Prof. Dr. Bernhard Schwarz †
Rz. 24
Nach § 62 Abs. 1 S. 1 FGO können sich die Beteiligten durch Bevollmächtigte vertreten lassen. Im Revisionsverfahren und im Beschwerdeverfahren vor dem BFH besteht nach § 62a Abs. 1 FGO sogar ein Vertretungszwang durch eine Person i. S. d. § 3 Nr. 1 StBerG (Steuerberater, Steuerbevollmächtigte, Rechtsanwälte, niedergelassene europäische Rechtsanwälte, Wirtschaftsprüfer und vereidigte Buchprüfer) oder eine Gesellschaft i. S. d. § 3 Nr. 2 u. 3 StBerG (Steuerberatungsgesellschaften, Rechtsanwaltsgesellschaften, Wirtschaftsprüfungsgesellschaften, Buchprüfungsgesellschaften).
Für die Zustellung im Fall der Bestellung eines Prozessbevollmächtigten sind nach § 62 Abs. 6 S. 5 FGO die Zustellungen und Mitteilungen des Gerichts an ihn zu richten. Der Regelungsinhalt dieser Vorschrift deckt sich mit demjenigen des § 172 Abs. 1 S. 1 ZPO. Als unmittelbar anwendbare Vorschrift geht § 62 Abs. 6 S. 5 FGO der Verweisung des § 53 Abs. 2 FGO vor. Die in § 62 Abs. 6 S. 5 FGO nicht enthaltenen, also über dessen Inhalt hinausgehenden Regeln des § 172 ZPO sind ergänzend heranzuziehen und anzuwenden.

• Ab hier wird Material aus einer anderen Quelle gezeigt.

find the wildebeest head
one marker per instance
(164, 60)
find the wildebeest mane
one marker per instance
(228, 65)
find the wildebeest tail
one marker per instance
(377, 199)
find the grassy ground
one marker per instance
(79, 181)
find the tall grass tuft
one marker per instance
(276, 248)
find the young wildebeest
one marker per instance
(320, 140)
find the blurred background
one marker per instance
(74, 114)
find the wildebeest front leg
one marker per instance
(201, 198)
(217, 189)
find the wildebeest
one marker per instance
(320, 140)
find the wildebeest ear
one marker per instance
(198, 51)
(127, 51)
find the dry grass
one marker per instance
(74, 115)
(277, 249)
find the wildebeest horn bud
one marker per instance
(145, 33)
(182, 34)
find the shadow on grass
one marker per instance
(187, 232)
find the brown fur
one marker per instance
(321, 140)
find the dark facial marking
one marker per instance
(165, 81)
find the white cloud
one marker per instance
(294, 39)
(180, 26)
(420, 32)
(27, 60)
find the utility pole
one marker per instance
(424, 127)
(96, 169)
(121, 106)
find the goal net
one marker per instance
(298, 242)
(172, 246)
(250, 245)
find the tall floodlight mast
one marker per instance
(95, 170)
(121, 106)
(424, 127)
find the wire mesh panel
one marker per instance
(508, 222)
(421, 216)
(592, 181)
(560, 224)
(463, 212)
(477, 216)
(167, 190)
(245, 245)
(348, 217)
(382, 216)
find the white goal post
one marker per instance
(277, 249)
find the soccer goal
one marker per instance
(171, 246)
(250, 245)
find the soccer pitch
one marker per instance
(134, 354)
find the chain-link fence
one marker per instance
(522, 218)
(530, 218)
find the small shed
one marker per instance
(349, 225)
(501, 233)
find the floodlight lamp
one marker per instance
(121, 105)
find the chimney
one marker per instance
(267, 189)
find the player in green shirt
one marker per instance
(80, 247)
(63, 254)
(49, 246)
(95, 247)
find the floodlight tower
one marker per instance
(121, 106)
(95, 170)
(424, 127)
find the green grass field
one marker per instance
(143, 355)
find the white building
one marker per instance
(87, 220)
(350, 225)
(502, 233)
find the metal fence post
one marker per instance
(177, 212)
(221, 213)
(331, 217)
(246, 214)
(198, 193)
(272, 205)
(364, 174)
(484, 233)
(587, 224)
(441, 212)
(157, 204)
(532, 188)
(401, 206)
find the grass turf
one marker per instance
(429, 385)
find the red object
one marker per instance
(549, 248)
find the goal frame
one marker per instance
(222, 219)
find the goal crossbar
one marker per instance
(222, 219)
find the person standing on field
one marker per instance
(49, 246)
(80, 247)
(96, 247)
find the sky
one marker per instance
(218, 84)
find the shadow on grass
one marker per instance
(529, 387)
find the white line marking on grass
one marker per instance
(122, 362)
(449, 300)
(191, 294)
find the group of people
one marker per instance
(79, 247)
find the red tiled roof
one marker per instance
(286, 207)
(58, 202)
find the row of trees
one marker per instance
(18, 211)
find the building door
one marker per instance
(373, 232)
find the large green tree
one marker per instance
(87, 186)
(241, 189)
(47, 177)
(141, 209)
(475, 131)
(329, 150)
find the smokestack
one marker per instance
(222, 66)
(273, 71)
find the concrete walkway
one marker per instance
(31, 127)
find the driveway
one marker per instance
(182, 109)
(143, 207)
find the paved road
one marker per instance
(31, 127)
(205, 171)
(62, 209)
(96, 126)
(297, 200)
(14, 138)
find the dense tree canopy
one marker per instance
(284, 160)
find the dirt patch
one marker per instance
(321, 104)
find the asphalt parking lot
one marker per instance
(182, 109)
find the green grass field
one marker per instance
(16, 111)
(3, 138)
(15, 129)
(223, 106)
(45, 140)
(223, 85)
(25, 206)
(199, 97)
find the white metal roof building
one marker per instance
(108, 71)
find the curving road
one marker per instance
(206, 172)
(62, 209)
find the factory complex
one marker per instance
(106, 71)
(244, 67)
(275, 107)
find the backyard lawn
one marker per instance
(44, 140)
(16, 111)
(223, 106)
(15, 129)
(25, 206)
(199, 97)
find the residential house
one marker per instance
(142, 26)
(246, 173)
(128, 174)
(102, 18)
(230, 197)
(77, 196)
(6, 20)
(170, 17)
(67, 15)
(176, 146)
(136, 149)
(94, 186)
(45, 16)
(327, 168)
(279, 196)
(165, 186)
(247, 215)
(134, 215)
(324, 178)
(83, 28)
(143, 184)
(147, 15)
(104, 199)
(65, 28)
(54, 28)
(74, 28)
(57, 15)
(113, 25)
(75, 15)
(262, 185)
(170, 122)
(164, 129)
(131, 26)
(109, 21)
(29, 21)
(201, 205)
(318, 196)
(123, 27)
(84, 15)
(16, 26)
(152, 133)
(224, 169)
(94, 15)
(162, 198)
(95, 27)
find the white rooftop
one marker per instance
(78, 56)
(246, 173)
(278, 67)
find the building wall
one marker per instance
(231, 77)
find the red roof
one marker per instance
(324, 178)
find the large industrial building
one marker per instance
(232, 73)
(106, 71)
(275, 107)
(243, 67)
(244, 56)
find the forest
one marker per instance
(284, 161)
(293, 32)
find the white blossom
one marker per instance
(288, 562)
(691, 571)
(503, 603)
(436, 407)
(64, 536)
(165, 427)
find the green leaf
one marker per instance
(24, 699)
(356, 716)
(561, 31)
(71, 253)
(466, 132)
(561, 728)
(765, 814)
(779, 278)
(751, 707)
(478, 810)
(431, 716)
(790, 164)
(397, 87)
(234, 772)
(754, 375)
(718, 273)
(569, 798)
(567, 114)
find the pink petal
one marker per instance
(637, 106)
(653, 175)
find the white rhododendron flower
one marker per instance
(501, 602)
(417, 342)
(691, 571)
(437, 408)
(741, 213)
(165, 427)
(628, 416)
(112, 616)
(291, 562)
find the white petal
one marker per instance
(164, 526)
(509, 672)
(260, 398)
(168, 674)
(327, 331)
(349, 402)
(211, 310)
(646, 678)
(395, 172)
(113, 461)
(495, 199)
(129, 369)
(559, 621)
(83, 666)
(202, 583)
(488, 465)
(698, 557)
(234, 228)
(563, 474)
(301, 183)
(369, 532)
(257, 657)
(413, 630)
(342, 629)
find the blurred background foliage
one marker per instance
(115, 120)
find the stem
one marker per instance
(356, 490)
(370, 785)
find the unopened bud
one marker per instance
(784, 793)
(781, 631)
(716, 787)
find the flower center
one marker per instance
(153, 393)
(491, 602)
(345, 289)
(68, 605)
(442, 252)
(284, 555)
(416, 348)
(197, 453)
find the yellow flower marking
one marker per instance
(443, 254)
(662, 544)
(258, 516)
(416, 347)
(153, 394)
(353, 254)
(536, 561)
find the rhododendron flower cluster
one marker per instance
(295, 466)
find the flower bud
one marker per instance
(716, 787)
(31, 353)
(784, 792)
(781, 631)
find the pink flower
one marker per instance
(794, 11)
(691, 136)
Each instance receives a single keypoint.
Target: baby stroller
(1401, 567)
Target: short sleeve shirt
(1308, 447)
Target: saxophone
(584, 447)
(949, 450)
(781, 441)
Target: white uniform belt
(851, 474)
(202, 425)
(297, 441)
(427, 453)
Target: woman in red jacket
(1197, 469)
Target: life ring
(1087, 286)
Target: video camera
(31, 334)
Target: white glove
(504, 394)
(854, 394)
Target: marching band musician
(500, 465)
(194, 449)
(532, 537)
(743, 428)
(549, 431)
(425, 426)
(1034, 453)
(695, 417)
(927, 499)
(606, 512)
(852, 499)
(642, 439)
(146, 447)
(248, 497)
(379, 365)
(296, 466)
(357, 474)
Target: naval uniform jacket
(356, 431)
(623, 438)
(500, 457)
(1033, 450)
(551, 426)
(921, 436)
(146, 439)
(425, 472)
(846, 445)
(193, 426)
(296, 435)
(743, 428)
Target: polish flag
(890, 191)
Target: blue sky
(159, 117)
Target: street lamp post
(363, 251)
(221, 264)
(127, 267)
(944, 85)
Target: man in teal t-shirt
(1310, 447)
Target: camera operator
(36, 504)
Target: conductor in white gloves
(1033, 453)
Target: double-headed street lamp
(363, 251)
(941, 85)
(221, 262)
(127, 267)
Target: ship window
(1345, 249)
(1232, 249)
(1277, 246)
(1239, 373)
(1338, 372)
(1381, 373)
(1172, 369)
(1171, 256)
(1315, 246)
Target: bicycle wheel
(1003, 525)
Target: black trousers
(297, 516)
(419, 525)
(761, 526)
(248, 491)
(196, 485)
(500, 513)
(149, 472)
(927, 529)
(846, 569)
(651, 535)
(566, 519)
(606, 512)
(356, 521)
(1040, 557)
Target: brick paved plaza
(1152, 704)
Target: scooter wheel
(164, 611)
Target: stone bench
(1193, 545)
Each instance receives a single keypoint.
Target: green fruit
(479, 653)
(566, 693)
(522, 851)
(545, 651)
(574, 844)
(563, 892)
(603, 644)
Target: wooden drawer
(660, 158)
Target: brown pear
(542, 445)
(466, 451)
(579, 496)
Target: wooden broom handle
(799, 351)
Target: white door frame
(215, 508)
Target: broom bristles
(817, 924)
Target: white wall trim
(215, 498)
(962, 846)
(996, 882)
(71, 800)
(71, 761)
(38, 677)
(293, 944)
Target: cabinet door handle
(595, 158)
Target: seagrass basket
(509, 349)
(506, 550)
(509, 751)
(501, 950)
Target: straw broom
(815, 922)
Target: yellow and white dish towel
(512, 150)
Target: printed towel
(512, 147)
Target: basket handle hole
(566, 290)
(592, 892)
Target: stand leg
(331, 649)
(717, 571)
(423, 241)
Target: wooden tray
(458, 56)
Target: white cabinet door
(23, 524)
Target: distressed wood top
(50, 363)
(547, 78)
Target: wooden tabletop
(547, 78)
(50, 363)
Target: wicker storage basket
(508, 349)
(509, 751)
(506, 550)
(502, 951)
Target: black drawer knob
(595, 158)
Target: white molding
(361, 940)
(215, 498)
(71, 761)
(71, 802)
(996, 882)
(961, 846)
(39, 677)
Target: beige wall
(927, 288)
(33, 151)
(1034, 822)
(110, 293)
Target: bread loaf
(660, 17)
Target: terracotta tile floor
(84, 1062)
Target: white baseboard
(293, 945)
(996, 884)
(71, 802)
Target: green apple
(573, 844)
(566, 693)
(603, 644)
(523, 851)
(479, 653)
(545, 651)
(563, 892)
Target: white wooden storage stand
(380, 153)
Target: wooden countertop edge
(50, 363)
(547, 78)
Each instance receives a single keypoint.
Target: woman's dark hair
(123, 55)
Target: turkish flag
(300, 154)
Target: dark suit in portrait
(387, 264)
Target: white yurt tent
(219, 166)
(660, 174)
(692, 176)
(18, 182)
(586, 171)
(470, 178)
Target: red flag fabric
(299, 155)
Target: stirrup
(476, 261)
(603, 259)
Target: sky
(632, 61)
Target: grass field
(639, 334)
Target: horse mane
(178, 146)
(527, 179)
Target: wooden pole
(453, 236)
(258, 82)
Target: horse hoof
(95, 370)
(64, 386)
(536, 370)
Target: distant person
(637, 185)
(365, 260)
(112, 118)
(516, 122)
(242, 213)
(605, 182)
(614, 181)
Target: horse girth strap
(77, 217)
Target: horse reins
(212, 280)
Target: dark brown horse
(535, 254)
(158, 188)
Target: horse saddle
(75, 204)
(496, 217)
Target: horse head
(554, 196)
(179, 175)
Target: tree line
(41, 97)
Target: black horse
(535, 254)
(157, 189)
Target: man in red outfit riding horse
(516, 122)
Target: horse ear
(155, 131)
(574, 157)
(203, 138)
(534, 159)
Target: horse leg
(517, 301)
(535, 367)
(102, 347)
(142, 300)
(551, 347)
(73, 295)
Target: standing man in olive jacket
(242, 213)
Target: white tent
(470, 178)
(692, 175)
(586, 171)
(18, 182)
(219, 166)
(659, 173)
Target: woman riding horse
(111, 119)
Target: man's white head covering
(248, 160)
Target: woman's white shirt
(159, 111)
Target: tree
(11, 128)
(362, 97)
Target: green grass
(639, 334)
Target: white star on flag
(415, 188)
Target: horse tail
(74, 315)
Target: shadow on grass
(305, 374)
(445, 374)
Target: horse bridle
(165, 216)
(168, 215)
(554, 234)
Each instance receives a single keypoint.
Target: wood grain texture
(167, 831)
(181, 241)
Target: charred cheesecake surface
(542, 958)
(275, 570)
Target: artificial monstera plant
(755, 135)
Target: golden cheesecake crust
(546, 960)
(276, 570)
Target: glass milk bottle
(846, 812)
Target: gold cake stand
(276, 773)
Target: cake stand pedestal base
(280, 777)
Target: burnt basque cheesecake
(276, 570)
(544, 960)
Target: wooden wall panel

Die ergänzende Heranziehung von § 172 ZPO kommt z. B. für dessen Abs. 2 S. 1 u. 2 in Betracht, wenn gegen eine Entscheidung in der ersten Instanz (z. B. Urteil des FG) von der Finanzbehörde ein Rechtsmittel eingelegt wird, der Prozessbevollmächtigte jedoch (zunächst) nur für die erste Instanz bestellt worden war.
Rz. 25
Ein Prozessbevollmächtigter ist dann i. S. d. § 62 Abs. 6 S. 5 FGO bestellt, wenn gegenüber dem Gericht jemand eindeutig als solcher genannt worden ist, ob dieses nun ausdrücklich oder schlüssig geschehen ist. Die schriftliche Erteilung einer Vollmacht ist seit der Neufassung des § 62 Abs. 6 S. 5 FGO durch Gesetz v. 21.12.1992 überholt. § 172 ZPO erfordert im Gegensatz zu § 171 S. 2 ZPO keine schriftliche Vollmacht. Auf die zivilrechtliche Wirksamkeit der Prozessvollmacht kommt es nicht an. Sie braucht für die Wirksamkeit der Zustellung grundsätzlich nicht geprüft zu werden. Dies ist nur beim Bestehen von konkreten Anhaltspunkten dafür erforderlich, dass die Bestellung zweifelhaft ist. Die Bestellung eines Prozessbevollmächtigten kann gem. § 62 Abs. 1 S. 2 FGO auch durch Beschluss angeordnet werden.
Rz. 26
Ist ein Prozessbevollmächtigter bestellt, ist die Zustellung an den Beteiligten selbst grundsätzlich unwirksam. Ausnahmsweise ist die Zustellung der Anordnung des persönlichen Erscheinens des Beteiligten an ihn selbst zu richten. Ist ein Prozessbevollmächtigter nicht bestellt, ist dem Beteiligten selbst zuzustellen.
Rz. 27
Die Heilung einer unwirksamen Zustellung an den Beteiligten trotz des Vorhandenseins eines bestellten Prozessbevollmächtigten ist durch eine Zustellung an den Prozessbevollmächtigten möglich. § 53 Abs. 2 FGO i. V. m. § 189 ZPO, die ebenfalls in Ergänzung zu § 62 Abs. 6 S. 5 wirken, lassen nämlich die Heilung zu.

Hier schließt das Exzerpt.